Though his job was never really in doubt, Peter Scalera now knows he’ll be firmly ensconced in the Riverside village manager’s office until at least May 18, 2017.

On July 11, the village board unanimously approved a new four-year contract with Scalera, who has served as village manager since October 2009. The contract is retroactive to May 6.

“When we hired Peter, I was one of his main supporters,” said Village President Ben Sells, a trustee at the time. “A lot of it had to do with his temperament. … I feel like Peter will finally be given the opportunity to be village manager because we trust him and empower him to manage the village without being micromanaged.”

The new deal doesn’t come with a raise in salary — Scalera received a 3-percent raise from the village board in February — it does have a couple of new provisions, including a change with regard to a vehicle allowance and severance pay. His annual salary will continue to be $123,361.
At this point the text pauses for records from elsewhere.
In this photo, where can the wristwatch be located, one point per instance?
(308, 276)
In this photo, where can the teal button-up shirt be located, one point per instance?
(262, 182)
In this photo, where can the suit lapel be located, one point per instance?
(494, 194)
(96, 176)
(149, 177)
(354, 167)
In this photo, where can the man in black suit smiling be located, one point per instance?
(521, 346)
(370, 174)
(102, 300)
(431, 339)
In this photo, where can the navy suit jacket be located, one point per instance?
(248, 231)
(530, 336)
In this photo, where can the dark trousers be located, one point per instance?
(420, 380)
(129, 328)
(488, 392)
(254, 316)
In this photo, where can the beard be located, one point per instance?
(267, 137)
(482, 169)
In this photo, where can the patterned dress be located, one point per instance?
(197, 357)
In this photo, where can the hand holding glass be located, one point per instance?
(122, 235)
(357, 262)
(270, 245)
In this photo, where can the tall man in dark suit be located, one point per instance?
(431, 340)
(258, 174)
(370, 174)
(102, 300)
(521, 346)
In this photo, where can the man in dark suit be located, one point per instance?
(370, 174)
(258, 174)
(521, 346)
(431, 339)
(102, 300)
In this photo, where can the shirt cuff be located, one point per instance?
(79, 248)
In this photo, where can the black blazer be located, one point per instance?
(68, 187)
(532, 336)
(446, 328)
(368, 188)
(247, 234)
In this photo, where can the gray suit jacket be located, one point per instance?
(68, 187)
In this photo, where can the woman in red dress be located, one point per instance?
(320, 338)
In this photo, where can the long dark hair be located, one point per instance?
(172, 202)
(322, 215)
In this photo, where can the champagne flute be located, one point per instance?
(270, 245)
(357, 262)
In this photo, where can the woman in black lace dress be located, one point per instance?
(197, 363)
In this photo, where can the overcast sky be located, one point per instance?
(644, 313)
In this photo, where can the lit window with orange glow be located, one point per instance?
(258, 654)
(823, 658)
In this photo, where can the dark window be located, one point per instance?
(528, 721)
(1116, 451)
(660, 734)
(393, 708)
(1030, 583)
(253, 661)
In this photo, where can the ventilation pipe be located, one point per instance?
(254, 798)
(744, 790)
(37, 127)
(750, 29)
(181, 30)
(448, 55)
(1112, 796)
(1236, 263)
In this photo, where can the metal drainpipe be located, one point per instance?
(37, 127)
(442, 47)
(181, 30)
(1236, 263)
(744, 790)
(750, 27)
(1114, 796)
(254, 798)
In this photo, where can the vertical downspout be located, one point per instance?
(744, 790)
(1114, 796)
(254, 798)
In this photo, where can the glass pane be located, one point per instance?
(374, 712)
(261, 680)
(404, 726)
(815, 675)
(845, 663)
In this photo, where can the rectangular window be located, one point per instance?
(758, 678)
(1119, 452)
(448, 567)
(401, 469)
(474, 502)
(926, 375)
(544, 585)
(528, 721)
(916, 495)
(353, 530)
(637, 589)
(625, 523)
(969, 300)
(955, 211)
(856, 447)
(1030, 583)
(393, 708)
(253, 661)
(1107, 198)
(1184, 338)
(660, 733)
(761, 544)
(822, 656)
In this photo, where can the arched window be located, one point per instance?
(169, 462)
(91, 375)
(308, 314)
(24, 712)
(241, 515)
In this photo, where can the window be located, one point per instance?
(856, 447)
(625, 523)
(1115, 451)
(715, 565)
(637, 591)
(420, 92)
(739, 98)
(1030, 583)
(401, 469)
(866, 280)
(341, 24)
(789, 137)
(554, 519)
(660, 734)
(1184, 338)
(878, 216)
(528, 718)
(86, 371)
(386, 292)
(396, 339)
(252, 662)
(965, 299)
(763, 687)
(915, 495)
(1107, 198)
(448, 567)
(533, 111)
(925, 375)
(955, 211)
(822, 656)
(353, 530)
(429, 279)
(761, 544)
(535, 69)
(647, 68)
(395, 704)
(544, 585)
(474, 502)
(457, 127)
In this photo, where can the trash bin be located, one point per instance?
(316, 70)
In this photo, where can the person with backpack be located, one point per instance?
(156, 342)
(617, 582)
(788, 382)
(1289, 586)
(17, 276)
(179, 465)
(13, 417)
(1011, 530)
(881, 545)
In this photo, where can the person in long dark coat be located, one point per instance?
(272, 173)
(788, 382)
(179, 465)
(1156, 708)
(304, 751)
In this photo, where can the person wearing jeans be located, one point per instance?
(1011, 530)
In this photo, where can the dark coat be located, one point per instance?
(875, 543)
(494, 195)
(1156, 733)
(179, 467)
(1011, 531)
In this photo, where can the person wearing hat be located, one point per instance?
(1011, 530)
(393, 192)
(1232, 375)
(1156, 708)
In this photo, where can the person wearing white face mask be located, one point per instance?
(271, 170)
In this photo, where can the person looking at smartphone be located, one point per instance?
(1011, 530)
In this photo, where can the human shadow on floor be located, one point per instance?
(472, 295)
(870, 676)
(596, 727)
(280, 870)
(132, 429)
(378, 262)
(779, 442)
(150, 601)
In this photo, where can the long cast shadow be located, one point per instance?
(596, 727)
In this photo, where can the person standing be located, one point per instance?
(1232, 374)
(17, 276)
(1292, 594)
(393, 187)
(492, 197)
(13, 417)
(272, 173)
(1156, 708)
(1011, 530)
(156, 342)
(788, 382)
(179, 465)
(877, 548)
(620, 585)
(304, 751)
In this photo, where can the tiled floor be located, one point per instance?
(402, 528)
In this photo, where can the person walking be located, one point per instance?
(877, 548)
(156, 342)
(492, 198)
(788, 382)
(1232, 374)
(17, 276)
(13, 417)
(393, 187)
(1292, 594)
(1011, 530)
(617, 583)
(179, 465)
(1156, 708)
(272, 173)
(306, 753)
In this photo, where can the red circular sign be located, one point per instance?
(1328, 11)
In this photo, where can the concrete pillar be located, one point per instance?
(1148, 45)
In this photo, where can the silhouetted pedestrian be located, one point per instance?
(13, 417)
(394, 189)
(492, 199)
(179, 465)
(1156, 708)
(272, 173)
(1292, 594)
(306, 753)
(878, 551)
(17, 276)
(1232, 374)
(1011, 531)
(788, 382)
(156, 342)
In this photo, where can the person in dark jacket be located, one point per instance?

According to the contract, Scalera can now use his village-provided vehicle for both business and personal use, with little restriction.

When he was hired in 2009, the vehicle was provided for village business use only. In 2010, that provision was amended to allow Scalera to use the vehicle for “reasonable personal use on weekdays.”

The new contract allows the vehicle to be used for personal use, unless he takes it out of the state, for which he must ask permission and receive consent from the village president in writing.

“Logistically it was a nightmare for him,” said Sells. “He wanted to get out of the box where he had to wait for his wife to come home from work and switch cars.”

But the provision also allows the village board to discontinue the practice of providing a vehicle to the village manager — something Village President Ben Sells has advocated in the past — and replace it with an annual cash allowance for vehicle use.

“Since we just bought [the car in January 2012] we figured we’d just go ahead and use it,” said Sells. “When the time comes to get rid of the car, we’ll go to the vehicle-allowance thing. We want to get out of the vehicle business.”

In Scalera’s original contract, there was also no provision for severance pay, other than accrued vacation and sick days, in the event he was terminated from the job without cause.

Under the new deal if Scalera is fired without cause, in addition to the unused vacation and sick time, he will receive a lump sum payment in the amount of six months’ salary. And for a minimum of six months (no maximum is specified in the contract) following termination without cause, the village must pay for its portion of family health insurance and life insurance premiums.

The provision essentially serves as protection against politically motivated termination. According to Sells, such provisions “are very standard language in public contracts.”

One other change to the contract was an amendment to the section regarding vacation days. In 2010, Scalera’s contract was amended to specify that he would be given 20 vacation days per year. That section has been amended again, tying his vacation time to the vacation time allotted to other director-level employees.